Rules in another decree that apply to private companies with 100 or more employees are expected to be finalized soon.

In addition to the tenure of federal workers and contractors, Biden’s vaccine needs will cover about 100 million people, or about two-thirds of the U.S. workforce.

Boeing employees and others line the street with placards and US flags as they protest the company’s mandate to vaccinate against coronavirus disease (COVID-19), outside the facility from Boeing in Everett, Washington on October 15, 2021. REUTERS / Lindsey Wasson

The White House has met with executives from several large companies to discuss Biden’s private sector vaccination plan.

Senate Majority Leader Chuck Schumer on Sunday said he was concerned about a possible shortage of Transportation Security Administration agents who would spoil air travel during the holiday season. . With 40% of the agency’s staff yet to be vaccinated and Thanksgiving just over a month away, Schumer suggested that security dogs could be added to help cover any shortfall.

“VACCINE MANDATES HELP MOTIVATE PEOPLE”

A wave of layoffs has already swept through the healthcare sector, which has moved faster than others to impose vaccination mandates given the increased risk of exposure to COVID-19 for patients and staff.

Nurses and other healthcare workers who chose to quit their jobs rather than be vaccinated recently told Reuters they couldn’t get over their concern over the lack of long-term data on the three vaccines available in states -United.

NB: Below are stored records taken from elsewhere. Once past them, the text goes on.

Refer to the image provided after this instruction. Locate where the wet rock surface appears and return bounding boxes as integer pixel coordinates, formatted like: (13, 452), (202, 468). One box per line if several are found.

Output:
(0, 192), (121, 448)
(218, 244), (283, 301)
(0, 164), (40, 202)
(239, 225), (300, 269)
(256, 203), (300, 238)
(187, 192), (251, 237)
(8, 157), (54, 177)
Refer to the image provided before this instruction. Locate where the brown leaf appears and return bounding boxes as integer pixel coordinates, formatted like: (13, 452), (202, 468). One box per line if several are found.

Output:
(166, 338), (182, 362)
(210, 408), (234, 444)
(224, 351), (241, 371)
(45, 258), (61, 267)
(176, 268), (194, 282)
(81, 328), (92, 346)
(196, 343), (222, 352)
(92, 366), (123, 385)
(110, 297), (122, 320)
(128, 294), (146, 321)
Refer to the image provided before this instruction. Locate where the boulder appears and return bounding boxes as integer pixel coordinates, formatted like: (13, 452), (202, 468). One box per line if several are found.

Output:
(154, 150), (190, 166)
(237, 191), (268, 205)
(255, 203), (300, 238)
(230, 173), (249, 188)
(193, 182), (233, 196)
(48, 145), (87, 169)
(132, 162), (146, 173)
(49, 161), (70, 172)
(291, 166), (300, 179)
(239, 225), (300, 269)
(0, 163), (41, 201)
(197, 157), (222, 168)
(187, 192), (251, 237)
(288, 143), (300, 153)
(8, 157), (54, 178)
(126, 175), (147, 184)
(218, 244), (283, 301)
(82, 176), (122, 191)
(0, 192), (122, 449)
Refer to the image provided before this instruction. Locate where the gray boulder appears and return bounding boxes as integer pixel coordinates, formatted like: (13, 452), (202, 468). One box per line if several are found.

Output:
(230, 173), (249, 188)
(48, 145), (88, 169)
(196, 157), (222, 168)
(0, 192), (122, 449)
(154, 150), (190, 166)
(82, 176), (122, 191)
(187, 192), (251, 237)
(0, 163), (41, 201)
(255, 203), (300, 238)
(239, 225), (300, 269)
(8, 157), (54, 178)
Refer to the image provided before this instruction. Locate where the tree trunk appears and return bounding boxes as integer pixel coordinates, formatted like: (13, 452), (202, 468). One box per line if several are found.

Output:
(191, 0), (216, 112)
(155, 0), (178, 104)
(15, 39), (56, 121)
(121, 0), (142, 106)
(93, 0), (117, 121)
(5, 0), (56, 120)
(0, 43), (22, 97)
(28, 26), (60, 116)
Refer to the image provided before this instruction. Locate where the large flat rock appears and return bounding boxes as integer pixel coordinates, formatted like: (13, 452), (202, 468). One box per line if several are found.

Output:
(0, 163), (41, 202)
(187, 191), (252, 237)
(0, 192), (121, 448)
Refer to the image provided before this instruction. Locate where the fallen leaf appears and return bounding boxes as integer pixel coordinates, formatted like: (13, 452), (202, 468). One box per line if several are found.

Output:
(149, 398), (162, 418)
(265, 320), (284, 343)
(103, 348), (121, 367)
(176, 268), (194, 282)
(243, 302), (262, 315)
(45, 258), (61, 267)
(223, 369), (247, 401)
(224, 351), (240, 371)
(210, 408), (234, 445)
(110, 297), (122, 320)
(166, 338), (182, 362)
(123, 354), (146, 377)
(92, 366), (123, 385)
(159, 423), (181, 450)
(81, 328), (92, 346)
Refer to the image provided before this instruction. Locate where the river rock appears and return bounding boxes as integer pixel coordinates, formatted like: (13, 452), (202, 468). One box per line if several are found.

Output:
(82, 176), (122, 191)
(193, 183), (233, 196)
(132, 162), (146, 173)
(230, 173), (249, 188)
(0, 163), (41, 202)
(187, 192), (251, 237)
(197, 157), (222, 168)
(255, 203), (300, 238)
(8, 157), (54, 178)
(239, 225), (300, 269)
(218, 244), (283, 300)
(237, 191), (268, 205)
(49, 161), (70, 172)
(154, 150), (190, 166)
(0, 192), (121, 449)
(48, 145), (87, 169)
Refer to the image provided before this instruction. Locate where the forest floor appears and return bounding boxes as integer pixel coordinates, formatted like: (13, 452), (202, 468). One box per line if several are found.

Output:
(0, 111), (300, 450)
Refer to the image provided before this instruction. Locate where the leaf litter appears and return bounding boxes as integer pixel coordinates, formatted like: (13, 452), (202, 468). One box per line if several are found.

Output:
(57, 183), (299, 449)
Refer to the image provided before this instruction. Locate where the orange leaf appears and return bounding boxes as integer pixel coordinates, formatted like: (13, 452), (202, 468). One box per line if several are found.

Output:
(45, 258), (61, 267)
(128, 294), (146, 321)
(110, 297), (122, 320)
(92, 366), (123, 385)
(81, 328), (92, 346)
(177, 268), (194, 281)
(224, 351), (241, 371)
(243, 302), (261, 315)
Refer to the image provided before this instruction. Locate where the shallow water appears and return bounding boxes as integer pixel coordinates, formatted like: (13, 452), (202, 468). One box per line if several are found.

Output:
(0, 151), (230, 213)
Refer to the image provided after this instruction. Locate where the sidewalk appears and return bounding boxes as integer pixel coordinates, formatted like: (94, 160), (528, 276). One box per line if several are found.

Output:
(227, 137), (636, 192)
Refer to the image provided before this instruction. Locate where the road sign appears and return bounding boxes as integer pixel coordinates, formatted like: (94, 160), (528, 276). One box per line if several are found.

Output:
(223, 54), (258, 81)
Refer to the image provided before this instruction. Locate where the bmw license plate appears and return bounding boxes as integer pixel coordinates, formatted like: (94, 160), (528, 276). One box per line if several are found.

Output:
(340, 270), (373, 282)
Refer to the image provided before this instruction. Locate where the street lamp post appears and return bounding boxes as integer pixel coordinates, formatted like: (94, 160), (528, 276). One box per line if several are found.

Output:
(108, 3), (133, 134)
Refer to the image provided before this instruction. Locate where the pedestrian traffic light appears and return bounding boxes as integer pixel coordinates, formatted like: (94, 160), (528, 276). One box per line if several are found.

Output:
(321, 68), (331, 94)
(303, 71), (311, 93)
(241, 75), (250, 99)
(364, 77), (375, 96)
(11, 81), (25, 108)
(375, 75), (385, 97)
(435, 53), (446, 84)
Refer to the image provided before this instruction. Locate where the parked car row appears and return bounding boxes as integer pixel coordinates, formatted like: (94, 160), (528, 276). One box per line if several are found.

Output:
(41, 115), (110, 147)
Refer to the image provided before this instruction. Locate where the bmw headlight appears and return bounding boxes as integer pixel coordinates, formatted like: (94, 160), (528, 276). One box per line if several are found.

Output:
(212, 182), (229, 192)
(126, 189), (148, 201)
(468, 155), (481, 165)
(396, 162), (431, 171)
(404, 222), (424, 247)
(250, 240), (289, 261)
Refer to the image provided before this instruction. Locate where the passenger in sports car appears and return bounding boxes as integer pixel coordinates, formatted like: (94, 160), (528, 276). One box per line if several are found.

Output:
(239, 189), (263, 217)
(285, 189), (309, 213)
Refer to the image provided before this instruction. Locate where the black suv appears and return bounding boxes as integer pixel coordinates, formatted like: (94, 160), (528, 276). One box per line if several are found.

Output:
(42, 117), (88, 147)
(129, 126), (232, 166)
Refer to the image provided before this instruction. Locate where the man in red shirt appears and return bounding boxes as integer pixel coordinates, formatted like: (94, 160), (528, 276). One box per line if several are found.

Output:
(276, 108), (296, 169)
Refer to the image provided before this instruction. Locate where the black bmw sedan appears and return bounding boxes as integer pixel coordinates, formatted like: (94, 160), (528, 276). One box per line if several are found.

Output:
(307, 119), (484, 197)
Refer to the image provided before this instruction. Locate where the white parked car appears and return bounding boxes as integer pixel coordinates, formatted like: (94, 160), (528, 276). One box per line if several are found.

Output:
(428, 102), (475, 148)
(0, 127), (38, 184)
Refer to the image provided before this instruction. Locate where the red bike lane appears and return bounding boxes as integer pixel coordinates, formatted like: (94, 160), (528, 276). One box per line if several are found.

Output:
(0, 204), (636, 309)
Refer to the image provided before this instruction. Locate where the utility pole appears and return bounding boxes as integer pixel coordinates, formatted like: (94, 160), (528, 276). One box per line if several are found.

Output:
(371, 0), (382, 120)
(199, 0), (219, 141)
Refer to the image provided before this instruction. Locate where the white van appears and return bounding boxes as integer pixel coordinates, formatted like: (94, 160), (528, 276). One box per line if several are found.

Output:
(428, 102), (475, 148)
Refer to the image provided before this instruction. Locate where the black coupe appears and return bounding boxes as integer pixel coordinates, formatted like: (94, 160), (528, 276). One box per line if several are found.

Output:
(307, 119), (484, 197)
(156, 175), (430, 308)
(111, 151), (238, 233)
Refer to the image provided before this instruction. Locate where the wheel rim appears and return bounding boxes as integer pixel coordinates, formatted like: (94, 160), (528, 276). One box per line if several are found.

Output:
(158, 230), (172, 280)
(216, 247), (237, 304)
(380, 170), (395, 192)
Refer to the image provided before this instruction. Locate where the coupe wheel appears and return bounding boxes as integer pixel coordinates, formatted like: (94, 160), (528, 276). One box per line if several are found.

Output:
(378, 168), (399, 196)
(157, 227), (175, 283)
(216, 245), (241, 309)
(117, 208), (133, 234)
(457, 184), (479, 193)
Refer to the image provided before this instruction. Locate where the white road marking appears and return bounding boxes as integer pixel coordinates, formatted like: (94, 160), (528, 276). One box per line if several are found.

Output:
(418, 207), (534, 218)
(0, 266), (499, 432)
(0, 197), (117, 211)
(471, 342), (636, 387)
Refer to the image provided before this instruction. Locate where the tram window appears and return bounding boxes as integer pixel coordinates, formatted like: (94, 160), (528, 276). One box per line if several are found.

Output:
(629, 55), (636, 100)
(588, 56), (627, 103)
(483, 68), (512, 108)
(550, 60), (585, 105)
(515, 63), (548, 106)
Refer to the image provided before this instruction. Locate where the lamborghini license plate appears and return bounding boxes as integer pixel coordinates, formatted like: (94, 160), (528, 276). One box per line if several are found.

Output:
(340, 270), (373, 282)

While the vaccines received emergency use clearance from the Food and Drug Administration in less than a year, medical experts have largely vouched for their safety, citing years of research, large clinical trials and real-world data after hundreds of millions of people have been vaccinated around the world.

Like WSU’s Rolovich, many unvaccinated workers seeking to avoid the gunfire have done so by asking for religious exemptions, which are being tested in multiple courts.

School leaders said the mandate was to ensure the safety of its teachers and staff.

“Experience shows that immunization mandates help motivate people to complete the immunization process,” Marty Dickinson, WSU board chair, said in a statement.

The mandates pose staffing challenges in various industries, and some companies are taking steps to reassure workers that their requests for medical or religious exemptions will be given serious consideration.

Southwest Airlines (LUV.N) told its employees on Friday it would allow unvaccinated people to continue working, rather than being put on unpaid leave, if their exemption requests had not been assessed before the December 8 deadline.

Reporting by Nathan Layne in Wilton, Connecticut and Nandita Bose in Washington; Editing by Bill Berkrot

Our Standards: The Thomson Reuters Trust Principles.